The use of newer or alternative technologies such as mass spectrometry coupled to high performance liquid or gas chromatography and capillary electrophoresis have also been used to provide non-invasive determinations using very small volumes of biofluids (e.g., urine, saliva, amniotic fluid). Recent papers have validated these techniques for targeting oxidative damage byproducts from fatty acid components of the brain (i.e., docosahexaenoic acid, adrenic acid).36,37,38,39 Whether employing such alternative analytical methodologies may yield improved performance of DBS-determined biomarker levels is an area for future study.
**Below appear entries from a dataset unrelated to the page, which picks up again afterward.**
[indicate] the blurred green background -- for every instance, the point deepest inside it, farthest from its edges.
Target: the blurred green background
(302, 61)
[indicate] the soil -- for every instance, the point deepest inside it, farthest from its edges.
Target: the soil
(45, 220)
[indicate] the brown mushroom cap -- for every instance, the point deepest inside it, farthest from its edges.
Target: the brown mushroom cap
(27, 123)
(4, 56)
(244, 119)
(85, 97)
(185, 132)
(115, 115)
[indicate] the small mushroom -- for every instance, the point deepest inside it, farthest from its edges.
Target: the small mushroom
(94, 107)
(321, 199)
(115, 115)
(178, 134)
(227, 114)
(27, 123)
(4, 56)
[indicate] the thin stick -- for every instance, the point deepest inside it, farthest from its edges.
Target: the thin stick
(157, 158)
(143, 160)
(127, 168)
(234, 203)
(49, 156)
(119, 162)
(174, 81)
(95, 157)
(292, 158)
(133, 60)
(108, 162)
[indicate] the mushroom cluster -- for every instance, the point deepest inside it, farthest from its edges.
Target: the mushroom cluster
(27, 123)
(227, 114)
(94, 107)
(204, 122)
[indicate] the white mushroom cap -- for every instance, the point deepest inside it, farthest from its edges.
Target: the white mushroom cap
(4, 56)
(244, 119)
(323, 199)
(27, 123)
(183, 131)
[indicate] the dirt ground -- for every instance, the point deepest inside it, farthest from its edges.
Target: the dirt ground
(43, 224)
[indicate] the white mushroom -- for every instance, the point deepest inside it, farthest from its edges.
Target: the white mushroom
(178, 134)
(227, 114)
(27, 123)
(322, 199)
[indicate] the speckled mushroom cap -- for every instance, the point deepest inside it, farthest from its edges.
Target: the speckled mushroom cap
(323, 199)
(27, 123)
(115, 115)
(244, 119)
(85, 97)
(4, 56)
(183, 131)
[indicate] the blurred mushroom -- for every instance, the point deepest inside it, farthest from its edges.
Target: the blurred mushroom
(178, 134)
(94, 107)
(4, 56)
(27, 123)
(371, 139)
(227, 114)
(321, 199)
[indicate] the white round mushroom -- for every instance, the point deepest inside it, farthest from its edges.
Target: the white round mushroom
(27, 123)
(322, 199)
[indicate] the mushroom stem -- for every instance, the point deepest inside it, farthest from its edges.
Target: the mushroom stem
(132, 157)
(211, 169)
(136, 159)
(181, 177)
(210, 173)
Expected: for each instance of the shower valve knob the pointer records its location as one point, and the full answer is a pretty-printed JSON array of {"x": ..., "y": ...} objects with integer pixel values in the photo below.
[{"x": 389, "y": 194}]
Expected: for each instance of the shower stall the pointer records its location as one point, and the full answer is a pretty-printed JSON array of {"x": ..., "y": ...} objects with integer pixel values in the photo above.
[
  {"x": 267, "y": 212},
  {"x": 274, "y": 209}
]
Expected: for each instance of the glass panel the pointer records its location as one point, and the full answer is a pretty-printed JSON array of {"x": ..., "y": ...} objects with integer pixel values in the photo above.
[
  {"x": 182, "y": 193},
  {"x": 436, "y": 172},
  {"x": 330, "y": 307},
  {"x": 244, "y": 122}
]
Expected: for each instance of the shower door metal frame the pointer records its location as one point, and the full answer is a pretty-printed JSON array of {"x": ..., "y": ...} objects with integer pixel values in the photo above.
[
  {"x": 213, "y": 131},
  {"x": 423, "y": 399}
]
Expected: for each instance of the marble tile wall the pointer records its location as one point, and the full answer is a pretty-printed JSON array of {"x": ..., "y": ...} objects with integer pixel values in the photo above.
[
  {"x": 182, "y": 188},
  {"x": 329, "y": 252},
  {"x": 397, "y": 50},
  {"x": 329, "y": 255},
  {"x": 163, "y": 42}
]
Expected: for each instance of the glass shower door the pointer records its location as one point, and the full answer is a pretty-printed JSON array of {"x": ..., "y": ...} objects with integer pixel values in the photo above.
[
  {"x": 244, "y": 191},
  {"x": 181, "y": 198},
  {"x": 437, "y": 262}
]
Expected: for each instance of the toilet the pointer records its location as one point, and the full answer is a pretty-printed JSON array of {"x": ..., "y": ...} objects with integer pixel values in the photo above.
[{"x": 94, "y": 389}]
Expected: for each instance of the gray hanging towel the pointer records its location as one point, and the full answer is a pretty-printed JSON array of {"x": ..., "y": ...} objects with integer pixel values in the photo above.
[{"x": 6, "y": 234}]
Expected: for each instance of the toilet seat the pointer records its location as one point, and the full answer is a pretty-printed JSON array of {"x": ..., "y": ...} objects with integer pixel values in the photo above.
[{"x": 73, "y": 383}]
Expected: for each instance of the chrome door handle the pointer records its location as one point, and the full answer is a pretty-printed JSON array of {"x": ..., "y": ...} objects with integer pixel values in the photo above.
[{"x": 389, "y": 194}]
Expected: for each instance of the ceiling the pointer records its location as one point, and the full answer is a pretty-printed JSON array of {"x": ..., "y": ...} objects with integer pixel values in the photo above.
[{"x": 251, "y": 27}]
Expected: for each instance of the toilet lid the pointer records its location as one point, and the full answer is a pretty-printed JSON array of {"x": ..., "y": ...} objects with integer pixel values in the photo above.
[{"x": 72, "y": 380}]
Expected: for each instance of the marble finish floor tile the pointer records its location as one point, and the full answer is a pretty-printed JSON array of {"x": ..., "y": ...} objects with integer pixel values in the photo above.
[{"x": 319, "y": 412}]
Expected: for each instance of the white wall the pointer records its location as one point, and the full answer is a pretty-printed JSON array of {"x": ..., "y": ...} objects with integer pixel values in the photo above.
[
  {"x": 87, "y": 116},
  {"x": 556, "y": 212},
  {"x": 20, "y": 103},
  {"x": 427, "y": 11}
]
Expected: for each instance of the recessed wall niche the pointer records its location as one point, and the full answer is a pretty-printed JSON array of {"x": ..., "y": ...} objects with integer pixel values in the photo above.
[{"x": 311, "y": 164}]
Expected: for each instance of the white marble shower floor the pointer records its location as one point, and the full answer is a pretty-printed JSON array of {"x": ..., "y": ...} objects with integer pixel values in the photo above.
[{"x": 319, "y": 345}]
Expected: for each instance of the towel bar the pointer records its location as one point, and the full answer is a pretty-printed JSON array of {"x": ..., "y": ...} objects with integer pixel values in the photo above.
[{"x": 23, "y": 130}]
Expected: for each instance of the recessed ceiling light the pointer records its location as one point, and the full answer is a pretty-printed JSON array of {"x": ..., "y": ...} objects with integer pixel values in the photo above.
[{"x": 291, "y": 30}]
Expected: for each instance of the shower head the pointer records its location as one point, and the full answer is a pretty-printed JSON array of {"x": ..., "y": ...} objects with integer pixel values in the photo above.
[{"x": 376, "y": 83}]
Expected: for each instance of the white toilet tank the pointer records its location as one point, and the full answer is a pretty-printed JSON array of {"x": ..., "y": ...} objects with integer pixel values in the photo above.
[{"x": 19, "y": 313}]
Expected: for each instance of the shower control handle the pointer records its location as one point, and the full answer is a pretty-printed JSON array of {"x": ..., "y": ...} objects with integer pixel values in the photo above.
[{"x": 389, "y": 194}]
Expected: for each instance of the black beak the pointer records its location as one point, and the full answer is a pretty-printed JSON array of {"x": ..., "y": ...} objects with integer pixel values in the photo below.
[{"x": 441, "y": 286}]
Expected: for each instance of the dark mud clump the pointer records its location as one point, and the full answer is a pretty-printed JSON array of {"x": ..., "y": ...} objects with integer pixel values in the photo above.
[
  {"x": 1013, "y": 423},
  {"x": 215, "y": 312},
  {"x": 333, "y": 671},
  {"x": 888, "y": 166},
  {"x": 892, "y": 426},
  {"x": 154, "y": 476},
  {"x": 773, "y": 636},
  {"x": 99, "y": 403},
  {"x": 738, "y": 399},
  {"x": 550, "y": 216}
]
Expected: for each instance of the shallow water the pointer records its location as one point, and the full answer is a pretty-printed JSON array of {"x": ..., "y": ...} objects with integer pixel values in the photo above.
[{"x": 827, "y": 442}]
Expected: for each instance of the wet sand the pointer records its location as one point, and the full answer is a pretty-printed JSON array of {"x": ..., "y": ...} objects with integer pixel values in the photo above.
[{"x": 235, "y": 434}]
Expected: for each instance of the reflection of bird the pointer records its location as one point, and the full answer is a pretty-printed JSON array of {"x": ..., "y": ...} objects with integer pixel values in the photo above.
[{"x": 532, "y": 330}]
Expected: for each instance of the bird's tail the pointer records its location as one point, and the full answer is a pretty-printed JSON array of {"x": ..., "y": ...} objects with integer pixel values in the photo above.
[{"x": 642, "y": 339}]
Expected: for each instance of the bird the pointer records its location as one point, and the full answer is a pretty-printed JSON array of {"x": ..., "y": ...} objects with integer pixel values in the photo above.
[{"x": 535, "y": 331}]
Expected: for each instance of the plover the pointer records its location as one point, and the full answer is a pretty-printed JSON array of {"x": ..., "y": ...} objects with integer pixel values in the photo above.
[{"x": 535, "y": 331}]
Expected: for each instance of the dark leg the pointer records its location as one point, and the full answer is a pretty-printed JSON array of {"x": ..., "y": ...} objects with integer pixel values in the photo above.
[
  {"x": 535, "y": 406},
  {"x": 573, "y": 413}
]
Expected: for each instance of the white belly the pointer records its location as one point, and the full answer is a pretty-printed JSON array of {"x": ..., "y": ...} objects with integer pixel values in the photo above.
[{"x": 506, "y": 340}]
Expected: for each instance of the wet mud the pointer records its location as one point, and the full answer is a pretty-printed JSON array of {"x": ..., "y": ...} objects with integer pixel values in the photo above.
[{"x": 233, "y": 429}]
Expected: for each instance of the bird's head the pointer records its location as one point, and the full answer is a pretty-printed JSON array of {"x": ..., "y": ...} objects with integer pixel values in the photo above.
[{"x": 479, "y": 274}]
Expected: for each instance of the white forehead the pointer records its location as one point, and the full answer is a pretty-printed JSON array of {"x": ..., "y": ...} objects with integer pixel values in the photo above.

Our study has several limitations. Sample size for this ancillary study was determined by the parent randomized trial and therefore limited our ability to adjust for additional potential confounders or for multiple comparisons. We did not adjust for repeated measures in our BA analyses. Repeated sampling within subject was explored by Bland and Altman, in which they showed, as expected, that repeated measures would tend to reduce the estimated variance, thereby reducing the LOA.40 Thus, our LOA ranges may be underestimated, further supporting the concern regarding agreement between the two methods. While all sites were provided study-specific standard operating procedures for specimen collection and handling, it is possible that variability in specimen processing and storage may have affected results. For example, collection of blood by heelstick (particularly on day 5 when indwelling lines were often removed) may have introduced variability given the varying amounts of interstitial fluid that can be obtained with capillary blood. We limited the number of freeze thaw cycles as practicably possible. All samples were thawed once to aliquot for individual planned assays, refrozen, and then ultimately thawed for analysis. Given all samples underwent the same number of freeze/thaw cycles, this was unlikely to introduce variability in our analyses and prior work has established stability of cytokines after freezing.41 Additionally, further work to optimize elution protocols may yield different results as mentioned previously. Finally, we assessed brain injury by MRI and developmental outcomes at 1 year. While neonatal MRI is a reliable predictor of neurodevelopmental outcomes in newborns with NE,42,43 it is possible that our findings may differ if longer term functional outcomes were assessed. Given these limitations, it is recognized that DBS methods may still have utility in larger studies if assays can be adequately optimized and preliminary studies can demonstrate reliability either through acceptable relationship to plasma measurements and/or to outcomes of interest. However, our study raises caution regarding the use of current DBS methods for large-scale investigation of brain injury biomarkers in babies with NE, particularly when using multiplexed assays developed and optimized for plasma samples.